Так он ждал десять дней. В тот же вечер пошел снег. Мороз был слишком силен для обильного снегопада, и ветер носил скудную дань неба туда-сюда, сметая ее в сугробы.
— Снег — это застывшие слезы Нашары, неба, — объяснял Данло, обращаясь к Джиро, с которым играл в «кто перетянет».
Данло тянул за один конец плетеной кожаной веревки, а Джиро зубами — за другой, рыча и мотая головой. Это было, конечно, ребячество — играть с ездовой собакой, но Данло извинял себя тем, что мужчине, даже не совсем мужчине, плохо быть одному.
— Нынче небо печально, потому что все деваки ушли на ту сторону. Завтра, я думаю, оно тоже будет горевать, и послезавтра тоже. Джиро, Джиро, почему так грустно жить на свете?

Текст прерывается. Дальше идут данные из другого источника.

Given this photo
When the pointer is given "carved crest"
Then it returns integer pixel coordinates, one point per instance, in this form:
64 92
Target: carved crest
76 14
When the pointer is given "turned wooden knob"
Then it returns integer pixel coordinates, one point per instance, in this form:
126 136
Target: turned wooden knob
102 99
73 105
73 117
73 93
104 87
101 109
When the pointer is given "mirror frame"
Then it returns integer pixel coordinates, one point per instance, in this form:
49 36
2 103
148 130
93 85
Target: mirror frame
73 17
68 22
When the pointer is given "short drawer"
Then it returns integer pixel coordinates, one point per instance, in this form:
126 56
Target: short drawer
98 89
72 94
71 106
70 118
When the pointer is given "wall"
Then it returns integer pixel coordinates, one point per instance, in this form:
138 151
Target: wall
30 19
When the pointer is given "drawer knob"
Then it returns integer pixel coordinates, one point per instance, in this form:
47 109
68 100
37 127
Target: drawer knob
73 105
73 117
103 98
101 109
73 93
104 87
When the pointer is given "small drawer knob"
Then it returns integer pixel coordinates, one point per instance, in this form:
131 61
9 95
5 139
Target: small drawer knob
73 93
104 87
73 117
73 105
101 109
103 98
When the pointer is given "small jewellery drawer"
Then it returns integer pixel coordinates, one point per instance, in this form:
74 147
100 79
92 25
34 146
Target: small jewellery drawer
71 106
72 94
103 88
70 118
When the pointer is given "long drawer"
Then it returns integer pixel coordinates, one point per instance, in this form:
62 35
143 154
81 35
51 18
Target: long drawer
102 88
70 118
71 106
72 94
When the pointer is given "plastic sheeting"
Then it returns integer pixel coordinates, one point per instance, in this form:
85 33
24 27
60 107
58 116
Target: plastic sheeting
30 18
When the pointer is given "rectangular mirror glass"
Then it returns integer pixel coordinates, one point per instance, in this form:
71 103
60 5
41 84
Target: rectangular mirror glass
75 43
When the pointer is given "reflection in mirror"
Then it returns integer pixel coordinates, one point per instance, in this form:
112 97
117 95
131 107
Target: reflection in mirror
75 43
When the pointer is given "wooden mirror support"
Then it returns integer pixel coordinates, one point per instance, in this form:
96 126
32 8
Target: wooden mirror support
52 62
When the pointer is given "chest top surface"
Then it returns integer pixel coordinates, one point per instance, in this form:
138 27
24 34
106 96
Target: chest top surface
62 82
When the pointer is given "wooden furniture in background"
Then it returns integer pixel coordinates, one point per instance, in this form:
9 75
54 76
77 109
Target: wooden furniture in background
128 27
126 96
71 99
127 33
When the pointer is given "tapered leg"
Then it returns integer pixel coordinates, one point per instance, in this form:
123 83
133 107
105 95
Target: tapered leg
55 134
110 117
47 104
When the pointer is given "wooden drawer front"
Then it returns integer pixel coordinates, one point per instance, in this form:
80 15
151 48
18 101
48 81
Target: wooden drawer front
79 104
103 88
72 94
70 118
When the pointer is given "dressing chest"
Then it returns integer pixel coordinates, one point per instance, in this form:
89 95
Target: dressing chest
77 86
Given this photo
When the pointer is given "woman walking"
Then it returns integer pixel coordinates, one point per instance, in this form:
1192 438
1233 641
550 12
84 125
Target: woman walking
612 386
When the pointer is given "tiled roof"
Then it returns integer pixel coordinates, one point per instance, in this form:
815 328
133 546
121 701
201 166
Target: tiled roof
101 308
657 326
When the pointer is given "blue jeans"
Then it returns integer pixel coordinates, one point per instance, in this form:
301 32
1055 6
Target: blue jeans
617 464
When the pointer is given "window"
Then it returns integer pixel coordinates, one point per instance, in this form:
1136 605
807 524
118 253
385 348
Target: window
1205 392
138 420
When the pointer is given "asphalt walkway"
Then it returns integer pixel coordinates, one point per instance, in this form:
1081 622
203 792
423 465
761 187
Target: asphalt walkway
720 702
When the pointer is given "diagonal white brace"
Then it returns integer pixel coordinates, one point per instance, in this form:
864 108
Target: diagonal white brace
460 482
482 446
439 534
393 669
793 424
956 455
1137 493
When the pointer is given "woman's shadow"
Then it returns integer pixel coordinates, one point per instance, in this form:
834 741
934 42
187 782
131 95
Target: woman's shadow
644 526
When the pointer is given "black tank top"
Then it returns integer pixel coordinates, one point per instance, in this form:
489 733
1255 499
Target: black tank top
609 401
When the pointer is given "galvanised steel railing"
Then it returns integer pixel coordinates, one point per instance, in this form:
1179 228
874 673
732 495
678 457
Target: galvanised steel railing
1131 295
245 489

Пес бросил веревку, заскулил и ткнулся мокрым носом в лицо Данло, слизывая соль с его щек. Данло засмеялся и почесал Джиро за ушами. Вот собаки почти никогда не грустят.
Они счастливы тем, что уминают свою долю мяса, и нюхают воздух, и соревнуются друг с другом, кто выше задерет ногу и сильнее оросит стенку хижины. Собаки не знают, что такое шайда, и она не беспокоит их, как людей.
Пока буря крепчала и выла, как росомаха, попавшая в капкан, Данло почти все время лежал в своих спальных мехах и думал. Он пытался найти источник шайды. Почти все алалойские племена верят, что шайда может затронуть только человека или, вернее, что только человек способен принести ее в мир.
Но затрагивает она только внешнюю сторону человека: его лицо, что у алалоев обозначает личность и характер, его чувства и его мысли. Глубинная суть человека, пураша, чиста, как ледник в горах, и ее нельзя изменить, или загрязнить, или причинить ей какой-то вред. Данло думал о самых священных верованиях своего племени и задавался еретическим вопросом: что если Хайдар и другие старейшины племени ошибались? Возможно, шайда проникает в самую сокровенную глубину каждого — и взрослого, и ребенка. А поскольку люди (думая «люди», Данло пользовался словом «деваки») — это часть мира, ему придется проникнуть в самое сердце этого мира, чтобы найти истинный источник шайды. Шайда — это крик мира, потерявшего душу. Вот только как может мир потерять свою душу? И что, если мировая душа не потеряна, но изначально поражена шайдой?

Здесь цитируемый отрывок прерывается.